Transport Crises in India: Railways Overcrowding vs. Airline Monopoly

Syllabus: Infrastructure: Energy, Ports, Roads, Airports, Railways etc.

Context and Recent Events

  • India witnessed major transport disruptions due to demand surges and supply failures recently.
  • Bihar-bound trains saw extreme overcrowding during Chhath Puja and the State elections.
  • Travellers faced unsafe conditions because unreserved compartments were severely overloaded.
  • In December, Indigo flight cancellations stranded passengers and triggered steep fare spikes.

Demand Shock and Railways

  • Bihar train congestion reflected a classic demand shock amid fixed supply levels.
  • Controlled prices prevented natural adjustment, increasing passenger load beyond train capacity.
  • Low government prices ensure affordability, yet inadequate investment produces crowding and inefficiency.
  • Expanding supply is essential because raising fares would restrict travel for poorer households.
  • Neo-liberal fiscal limits hinder public investment, restricting supply expansion in essential services.

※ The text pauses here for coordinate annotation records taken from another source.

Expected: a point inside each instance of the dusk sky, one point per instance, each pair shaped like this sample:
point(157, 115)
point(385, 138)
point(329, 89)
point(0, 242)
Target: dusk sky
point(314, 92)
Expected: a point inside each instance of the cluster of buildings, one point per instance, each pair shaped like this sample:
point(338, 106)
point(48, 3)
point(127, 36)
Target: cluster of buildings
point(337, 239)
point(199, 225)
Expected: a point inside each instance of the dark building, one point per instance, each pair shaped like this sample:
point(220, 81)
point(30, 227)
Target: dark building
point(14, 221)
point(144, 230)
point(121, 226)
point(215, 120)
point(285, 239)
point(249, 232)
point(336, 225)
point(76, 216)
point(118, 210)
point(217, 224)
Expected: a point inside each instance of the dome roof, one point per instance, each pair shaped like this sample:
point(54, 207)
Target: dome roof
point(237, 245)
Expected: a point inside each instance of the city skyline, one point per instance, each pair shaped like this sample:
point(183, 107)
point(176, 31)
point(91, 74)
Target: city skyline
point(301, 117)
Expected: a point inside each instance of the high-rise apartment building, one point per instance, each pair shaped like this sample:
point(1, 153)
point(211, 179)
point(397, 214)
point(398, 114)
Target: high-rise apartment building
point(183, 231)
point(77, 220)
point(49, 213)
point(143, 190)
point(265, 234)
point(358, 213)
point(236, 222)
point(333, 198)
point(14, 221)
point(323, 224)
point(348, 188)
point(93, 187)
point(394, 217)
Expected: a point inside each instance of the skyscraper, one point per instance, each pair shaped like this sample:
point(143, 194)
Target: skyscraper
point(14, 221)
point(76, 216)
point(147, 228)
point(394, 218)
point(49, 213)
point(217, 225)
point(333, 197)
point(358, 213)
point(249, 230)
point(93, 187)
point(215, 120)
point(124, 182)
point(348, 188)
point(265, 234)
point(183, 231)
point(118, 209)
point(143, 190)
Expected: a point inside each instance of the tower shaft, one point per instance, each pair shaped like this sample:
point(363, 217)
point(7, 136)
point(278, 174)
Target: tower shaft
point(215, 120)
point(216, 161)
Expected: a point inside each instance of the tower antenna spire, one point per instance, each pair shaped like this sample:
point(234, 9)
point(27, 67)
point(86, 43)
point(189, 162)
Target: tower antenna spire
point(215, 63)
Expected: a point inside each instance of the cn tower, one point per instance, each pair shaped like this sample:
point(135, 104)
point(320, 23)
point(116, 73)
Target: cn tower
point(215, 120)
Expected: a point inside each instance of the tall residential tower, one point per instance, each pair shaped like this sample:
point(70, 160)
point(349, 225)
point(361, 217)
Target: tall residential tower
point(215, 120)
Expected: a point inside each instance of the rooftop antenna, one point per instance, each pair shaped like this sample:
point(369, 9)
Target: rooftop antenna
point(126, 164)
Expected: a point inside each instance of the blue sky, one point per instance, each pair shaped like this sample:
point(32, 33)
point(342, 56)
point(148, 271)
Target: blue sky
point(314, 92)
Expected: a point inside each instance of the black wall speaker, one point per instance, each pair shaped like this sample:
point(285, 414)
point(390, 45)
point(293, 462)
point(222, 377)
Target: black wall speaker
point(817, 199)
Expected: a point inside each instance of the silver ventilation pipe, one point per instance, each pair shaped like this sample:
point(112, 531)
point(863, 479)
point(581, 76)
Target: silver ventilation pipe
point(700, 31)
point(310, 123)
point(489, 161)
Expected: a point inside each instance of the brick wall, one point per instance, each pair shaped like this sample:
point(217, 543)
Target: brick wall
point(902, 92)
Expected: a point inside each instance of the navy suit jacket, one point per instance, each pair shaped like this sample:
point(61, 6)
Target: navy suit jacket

Fiscal Constraints and Welfare

  • Fiscal deficit ceilings reduce the state’s ability to increase welfare spending.
  • Expanding investment through wealth and income taxation of top earners is suggested academically.
  • However, such taxation is resisted by domestic and global capital, limiting welfare policies.

Supply Shock and the Indigo Crisis

  • Indigo cancellations represent a supply shock, reducing seats amid normal demand.
  • Indigo’s near-monopoly enabled steep fare escalation, creating significant consumer losses.
  • A truly competitive market would prevent such widespread disruption from one airline’s withdrawal.

Pricing Power and Monopolies

  • Monopolistic pricing worsened the crisis, mirroring global experiences during pandemic supply disruptions.
  • Flexible pricing functions only when markets remain genuinely competitive, requiring state oversight.
  • Neo-liberal deregulation often produces capital concentration and strengthens private monopolies.

Broader Economic Lessons

  • The state retains low prices to protect welfare but lacks resources to expand supply.
  • Private markets raise prices during shortages, reducing welfare where monopoly power dominates.
  • Both outcomes arise from an economic model prioritising private growth over public investment.

Future disruptions will continue unless monopoly tendencies are curbed and public systems strengthened.